- Born: 29 August 1729 Paris, France
- Died: 18 May 1811 (aged 81)
- Spouse: Marie Henriette Charlotte d'Orléans-Rothelin
- Issue Detail: Charles Gaspard, Prince of Rochefort Charlotte Louise, Duchess of Enghien

Names
- Charles Jules Armand de Rohan
- House: House of Rohan
- Father: Charles de Rohan
- Mother: Eléonore Eugénie de Béthisy de Mézières

= Charles Jules, Prince of Rochefort =

Charles Jules de Rohan (Charles Jules Armand; 29 August 1729 - 18 May 1811) was a French nobleman and Prince of Rochefort. He was the father of Charlotte Louise de Rohan, secret wife of the executed Duc d'Enghien.

==Biography==

Born to Charles de Rohan, the Prince of Rochefort, and his wife Eléonore Eugénie de Béthisy de Mézières, he was the second child of four and their eldest son.

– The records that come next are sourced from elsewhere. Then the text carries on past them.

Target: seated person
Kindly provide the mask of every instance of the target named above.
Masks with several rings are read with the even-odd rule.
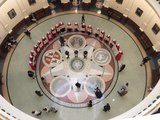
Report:
[[[98,87],[96,88],[95,95],[99,99],[103,96],[101,90]]]
[[[13,45],[13,44],[15,44],[15,45],[17,45],[17,41],[16,41],[16,39],[13,37],[13,36],[11,36],[10,38],[9,38],[9,42]]]
[[[117,91],[117,93],[118,93],[120,96],[126,95],[126,94],[128,93],[127,87],[128,87],[128,83],[126,83],[126,85],[123,85],[123,86],[121,87],[121,89]]]
[[[92,100],[89,100],[88,107],[92,107]]]
[[[33,22],[35,22],[36,24],[38,24],[38,21],[37,21],[36,17],[34,16],[34,14],[31,13],[30,16],[31,16],[31,20],[32,20]]]
[[[28,76],[34,79],[34,72],[29,70],[28,71]]]

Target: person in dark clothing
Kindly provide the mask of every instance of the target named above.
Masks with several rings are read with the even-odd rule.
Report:
[[[111,18],[111,16],[112,16],[112,14],[113,14],[113,12],[112,12],[112,11],[110,11],[110,10],[107,12],[108,20],[110,20],[110,18]]]
[[[99,99],[103,96],[101,90],[98,87],[96,88],[95,95]]]
[[[124,70],[125,67],[126,67],[125,64],[121,64],[120,69],[119,69],[119,72],[121,72],[122,70]]]
[[[34,79],[34,72],[28,70],[27,73],[28,73],[28,76],[29,76],[30,78],[33,78],[33,79]]]
[[[143,66],[146,62],[148,62],[149,60],[151,60],[151,58],[150,57],[145,57],[145,58],[143,58],[143,60],[142,60],[142,62],[141,62],[141,64],[140,64],[140,66]]]
[[[77,83],[75,84],[75,86],[76,86],[77,88],[80,88],[80,87],[81,87],[81,84],[80,84],[79,82],[77,82]]]
[[[43,94],[41,93],[41,91],[36,90],[35,93],[36,93],[38,96],[43,96]]]
[[[88,55],[88,52],[87,52],[87,51],[84,51],[84,52],[83,52],[84,59],[87,58],[87,55]]]
[[[69,52],[65,51],[65,55],[66,55],[66,58],[68,59],[69,58]]]
[[[42,111],[40,111],[40,110],[33,110],[32,114],[34,114],[36,116],[40,116],[42,114]]]
[[[85,23],[85,17],[84,14],[82,14],[81,24]]]
[[[32,20],[33,22],[35,22],[36,24],[38,24],[38,21],[37,21],[35,15],[34,15],[33,13],[30,14],[30,17],[31,17],[31,20]]]
[[[104,112],[110,111],[110,109],[111,109],[111,106],[109,105],[109,103],[107,103],[107,104],[103,107],[103,111],[104,111]]]
[[[120,95],[120,96],[124,96],[128,93],[128,83],[126,83],[125,85],[121,86],[121,88],[117,91],[117,93]]]
[[[89,100],[88,107],[92,107],[92,100]]]
[[[32,39],[31,33],[25,28],[24,28],[24,33],[25,33],[25,35],[27,35],[29,37],[29,39]]]
[[[59,41],[60,41],[60,43],[61,43],[61,46],[64,46],[65,44],[65,41],[64,41],[64,38],[62,37],[62,36],[60,36],[60,38],[59,38]]]
[[[75,55],[75,57],[78,57],[78,50],[74,51],[74,55]]]
[[[13,44],[15,44],[15,45],[17,45],[18,43],[17,43],[17,41],[16,41],[16,39],[13,37],[13,36],[11,36],[10,38],[9,38],[9,42],[13,45]]]

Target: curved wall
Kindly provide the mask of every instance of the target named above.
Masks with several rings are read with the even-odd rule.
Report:
[[[11,4],[12,4],[12,7],[11,7]],[[159,20],[158,15],[155,13],[155,11],[151,8],[151,6],[145,0],[141,0],[141,1],[124,0],[122,5],[116,3],[113,0],[105,0],[104,6],[116,9],[117,11],[123,13],[125,17],[129,17],[130,19],[132,19],[135,23],[137,23],[137,25],[141,28],[141,30],[144,31],[148,35],[148,37],[152,41],[155,48],[158,51],[160,50],[160,47],[159,47],[160,39],[158,39],[160,38],[160,33],[155,35],[152,31],[152,27],[154,26],[155,23],[157,23],[158,26],[160,26],[160,20]],[[37,1],[37,3],[33,4],[32,6],[28,4],[27,0],[23,0],[23,1],[22,0],[12,0],[12,2],[10,2],[9,0],[6,1],[3,4],[3,6],[0,7],[0,16],[1,16],[0,17],[0,29],[1,29],[0,44],[2,43],[6,35],[12,31],[12,28],[17,23],[19,23],[24,18],[27,18],[31,12],[35,12],[41,8],[46,8],[46,7],[48,7],[47,0]],[[137,7],[143,10],[143,14],[141,17],[138,17],[135,14]],[[8,12],[12,8],[16,11],[16,16],[13,19],[10,19],[8,16]],[[154,99],[155,97],[156,96],[154,96]],[[3,101],[3,98],[1,100]],[[151,99],[151,101],[152,100],[153,99]],[[6,106],[6,104],[7,104],[7,107],[10,106],[8,103],[5,103],[4,105]],[[16,109],[16,108],[13,108],[13,109]],[[19,112],[19,110],[18,111],[12,110],[12,112],[15,112],[14,115],[16,115],[17,112]],[[136,111],[135,115],[138,114],[137,112],[138,111]],[[22,113],[22,116],[23,116],[23,113]]]
[[[35,12],[41,8],[48,7],[47,0],[37,0],[35,4],[29,5],[28,0],[7,0],[0,7],[0,44],[6,35],[12,32],[12,28],[24,18],[27,18],[31,12]],[[8,16],[8,12],[14,9],[16,16],[12,19]]]
[[[125,17],[129,17],[146,33],[156,50],[160,50],[160,32],[155,35],[152,31],[155,23],[160,27],[160,19],[146,0],[123,0],[123,4],[118,4],[115,0],[105,0],[104,6],[111,7]],[[140,17],[135,14],[137,8],[143,11]]]

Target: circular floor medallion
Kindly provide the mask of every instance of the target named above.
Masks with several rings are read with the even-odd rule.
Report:
[[[79,50],[84,48],[84,46],[86,45],[86,41],[82,35],[72,35],[68,39],[68,45],[74,50]]]
[[[48,50],[43,55],[43,63],[48,67],[53,67],[62,60],[61,53],[58,50]]]
[[[84,61],[80,58],[74,58],[70,62],[73,71],[80,72],[84,68]]]
[[[95,96],[97,87],[102,93],[105,91],[105,82],[98,76],[89,77],[84,84],[84,90],[91,96]]]
[[[93,61],[99,65],[106,65],[111,61],[111,54],[105,49],[97,49],[93,53]]]
[[[65,77],[57,77],[50,85],[51,93],[56,97],[64,97],[71,91],[69,80]]]

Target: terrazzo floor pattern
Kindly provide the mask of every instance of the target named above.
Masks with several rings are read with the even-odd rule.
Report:
[[[34,27],[31,30],[32,39],[24,36],[13,52],[8,67],[7,84],[11,102],[15,107],[29,115],[32,115],[32,110],[41,110],[46,106],[54,105],[58,109],[56,114],[43,112],[38,117],[42,120],[106,120],[126,112],[141,102],[146,87],[146,69],[145,66],[139,66],[142,54],[135,42],[125,31],[107,19],[91,14],[85,14],[85,18],[87,25],[91,24],[93,29],[99,27],[116,39],[124,53],[118,64],[125,63],[126,68],[118,74],[112,92],[103,101],[93,105],[92,108],[64,107],[54,103],[45,95],[39,97],[34,93],[40,88],[35,79],[30,79],[27,76],[30,50],[59,21],[81,23],[81,14],[65,14],[55,16]],[[117,90],[126,82],[129,83],[129,92],[126,96],[120,97]],[[106,113],[102,109],[107,102],[110,103],[111,110]]]

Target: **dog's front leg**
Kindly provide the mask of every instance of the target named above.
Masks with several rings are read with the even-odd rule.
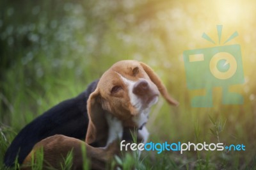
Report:
[[[108,137],[106,148],[116,139],[121,139],[123,135],[124,128],[122,121],[110,114],[106,114],[108,124]]]

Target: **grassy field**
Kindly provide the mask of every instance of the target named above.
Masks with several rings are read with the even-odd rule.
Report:
[[[172,107],[161,98],[153,107],[150,141],[246,146],[240,151],[144,152],[138,162],[127,155],[116,160],[124,169],[132,164],[139,169],[256,169],[255,5],[247,0],[1,1],[0,169],[23,127],[122,59],[150,65],[180,102]],[[223,25],[220,44],[202,38],[205,33],[218,42],[216,25]],[[244,83],[231,84],[231,90],[243,95],[243,104],[222,104],[222,89],[215,87],[213,107],[191,107],[193,97],[204,91],[188,89],[183,52],[223,45],[235,31],[239,36],[226,45],[241,45]]]

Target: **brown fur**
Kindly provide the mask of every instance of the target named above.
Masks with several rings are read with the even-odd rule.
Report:
[[[134,129],[136,127],[132,121],[132,116],[139,114],[130,102],[128,89],[122,81],[120,75],[132,81],[138,81],[143,78],[152,83],[159,90],[166,101],[172,105],[178,103],[168,93],[166,88],[159,77],[147,65],[137,61],[126,60],[119,61],[113,65],[101,77],[96,89],[87,101],[87,109],[89,117],[89,125],[86,136],[86,142],[61,135],[56,135],[47,137],[33,148],[32,151],[24,161],[24,164],[29,164],[31,156],[39,148],[44,148],[44,166],[47,163],[56,169],[60,169],[60,162],[63,162],[70,150],[73,150],[73,169],[81,169],[83,165],[81,145],[85,145],[86,155],[92,162],[92,168],[104,169],[108,162],[119,149],[116,142],[114,142],[107,148],[93,148],[89,144],[97,142],[99,146],[105,146],[108,137],[108,125],[106,120],[106,114],[111,114],[122,122],[124,128]],[[111,89],[119,86],[122,90],[112,93]],[[158,92],[159,93],[159,92]],[[25,168],[25,167],[24,167]],[[29,168],[29,167],[28,167]]]
[[[137,70],[136,75],[133,72],[134,69]],[[179,104],[168,93],[159,77],[146,64],[134,60],[117,62],[102,75],[97,89],[87,101],[90,121],[86,142],[88,144],[95,141],[102,144],[106,143],[106,127],[108,125],[104,114],[106,112],[122,120],[124,127],[136,127],[131,118],[138,112],[131,104],[128,89],[116,73],[132,81],[136,81],[140,78],[148,80],[156,85],[170,104]],[[111,95],[109,91],[113,86],[116,85],[121,86],[124,90]]]
[[[61,164],[64,161],[68,152],[72,151],[73,164],[72,169],[83,169],[82,145],[86,148],[86,157],[90,160],[92,169],[105,169],[106,164],[109,162],[114,154],[118,153],[116,142],[110,144],[108,148],[93,148],[84,142],[63,135],[55,135],[49,137],[38,143],[26,158],[22,164],[22,169],[31,169],[32,157],[36,159],[35,151],[43,147],[44,169],[55,168],[61,169]]]

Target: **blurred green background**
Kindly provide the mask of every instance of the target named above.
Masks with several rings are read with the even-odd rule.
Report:
[[[255,168],[255,5],[220,0],[1,1],[0,168],[24,126],[84,91],[122,59],[150,65],[180,102],[174,108],[161,99],[154,107],[150,140],[246,145],[245,151],[150,153],[150,168]],[[183,51],[216,47],[202,35],[218,42],[216,25],[223,25],[223,41],[239,33],[227,45],[241,45],[245,82],[232,88],[244,102],[223,105],[221,89],[216,88],[213,107],[193,108],[191,99],[202,91],[187,88]]]

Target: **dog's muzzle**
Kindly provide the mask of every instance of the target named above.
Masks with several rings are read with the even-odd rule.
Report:
[[[145,80],[140,80],[136,82],[133,86],[132,93],[140,98],[145,102],[145,104],[149,104],[156,100],[159,95],[158,90],[151,88]]]

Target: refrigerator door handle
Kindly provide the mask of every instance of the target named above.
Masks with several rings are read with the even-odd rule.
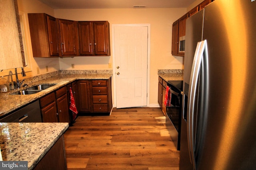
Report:
[[[194,140],[194,139],[195,139],[194,136],[195,134],[194,129],[194,123],[195,123],[194,120],[194,103],[196,100],[196,93],[201,68],[201,64],[205,50],[206,51],[206,52],[205,53],[208,55],[206,40],[204,40],[198,43],[192,65],[190,80],[190,86],[188,90],[188,123],[187,127],[188,143],[190,162],[193,165],[194,170],[196,170],[194,152],[195,142]],[[208,58],[208,56],[206,56],[206,57]]]

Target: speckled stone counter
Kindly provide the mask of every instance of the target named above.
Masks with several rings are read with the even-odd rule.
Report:
[[[169,80],[183,80],[183,70],[159,70],[158,75],[166,82]]]
[[[67,123],[0,123],[3,160],[27,161],[33,169],[68,127]]]
[[[60,87],[77,80],[108,79],[112,76],[111,71],[60,70],[49,74],[36,76],[25,79],[24,82],[32,86],[43,84],[56,84],[38,93],[26,95],[11,95],[10,92],[0,93],[0,117],[3,116],[21,106],[35,101]],[[85,72],[85,71],[86,71]],[[21,88],[21,90],[25,88]]]

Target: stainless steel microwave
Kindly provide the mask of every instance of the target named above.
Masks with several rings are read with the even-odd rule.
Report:
[[[185,36],[180,37],[180,46],[179,47],[179,52],[180,53],[185,52]]]

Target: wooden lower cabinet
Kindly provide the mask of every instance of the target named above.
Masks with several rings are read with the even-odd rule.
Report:
[[[34,170],[67,169],[67,162],[63,135],[60,137],[33,169]]]
[[[65,86],[40,99],[42,122],[70,123]]]
[[[109,113],[112,107],[111,79],[77,81],[78,112]]]
[[[77,82],[78,105],[80,112],[90,112],[90,93],[89,80],[78,80]]]

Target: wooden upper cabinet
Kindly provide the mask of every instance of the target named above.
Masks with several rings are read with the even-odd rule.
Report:
[[[44,13],[28,14],[28,16],[33,57],[58,57],[58,24],[56,19]]]
[[[202,10],[208,5],[212,2],[212,0],[204,0],[199,4],[199,10]]]
[[[176,55],[178,54],[179,45],[179,20],[172,24],[172,54]]]
[[[108,21],[78,21],[78,25],[80,55],[110,55]]]
[[[77,22],[58,20],[60,25],[61,57],[78,55]]]
[[[188,18],[188,13],[182,16],[179,19],[179,41],[178,45],[178,54],[184,56],[185,47],[185,35],[186,35],[186,21]],[[180,44],[180,43],[183,43]],[[183,46],[183,48],[182,47]]]
[[[172,54],[173,55],[184,56],[184,53],[181,46],[182,45],[180,43],[180,41],[185,39],[186,20],[188,18],[188,13],[186,14],[172,24]]]
[[[96,55],[110,55],[109,23],[93,22],[94,49]]]
[[[46,15],[47,28],[48,29],[48,37],[50,46],[50,54],[51,56],[58,56],[59,51],[59,35],[58,27],[56,23],[56,19],[51,16]]]
[[[93,34],[91,22],[78,21],[80,54],[82,55],[92,55]]]
[[[190,17],[195,14],[197,13],[197,12],[198,12],[199,9],[199,7],[198,6],[189,11],[189,12],[188,12],[188,13],[189,14],[189,17]]]

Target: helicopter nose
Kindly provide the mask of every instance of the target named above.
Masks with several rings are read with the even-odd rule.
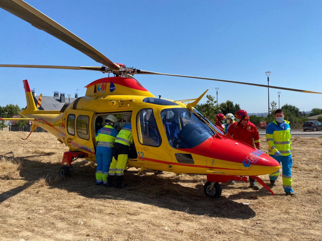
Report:
[[[208,153],[213,159],[228,161],[232,169],[236,170],[236,174],[231,175],[242,172],[245,175],[258,176],[273,173],[280,168],[278,162],[269,155],[231,138],[213,138]]]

His family claimed ancestry from the reigning Dukes of Brittany and at the French court, were allowed the rank of Foreign Prince. This entitled them to the style of Highness and other privileges at court.

Styled as the Prince of Montauban from birth, at the death of his father in February 1766 he became the Prince of Rochefort, which was created a hereditary title in 1728.

He married Marie Henriette Charlotte d'Orléans-Rothelin, daughter of Alexandre d'Orléans, Marquis of Rothelin and Marie-Catherine de Roncherolles. The couple were wed at the Église Saint-Sulpice by contract in Paris on 20 May 1762 and officially on 24 May. The marriage produced five children only one of which went on to have further issue.

His older sister Éléonore married Jean de Merode, son of Jean Philippe de Merode. His younger sister was Madame de Brionne, the famous salon hostess and wife of Louis de Lorraine, Prince of Brionne.

==Issue==

- Charles Mériadec de Rohan (16 November 1763 - 21 October 1764) died in infancy;
- Charles Louis Gaspard de Rohan, Viscount of Rohan, Prince of Rochefort, Duke of Bouillon (1 November 1765 - 7 March 1843) married Marie Louise Joséphine de Rohan-Montbazon
- Charlotte Louise Dorothée de Rohan (25 October 1767 - 1 May 1841) secretly married Louis Antoine, Duke of Enghien, son of the Duke of Bourbon and his wife; no issue;
- Louis Camille Jules de Rohan (16 April 1770 - executed in Paris, 10 June 1794) known as le prince Jules; never married;
- Clémentine Caroline Henriette de Rohan (26 October 1786 - 7 July 1850) married François Louis de Gaudechart, Marquis de Querrieu.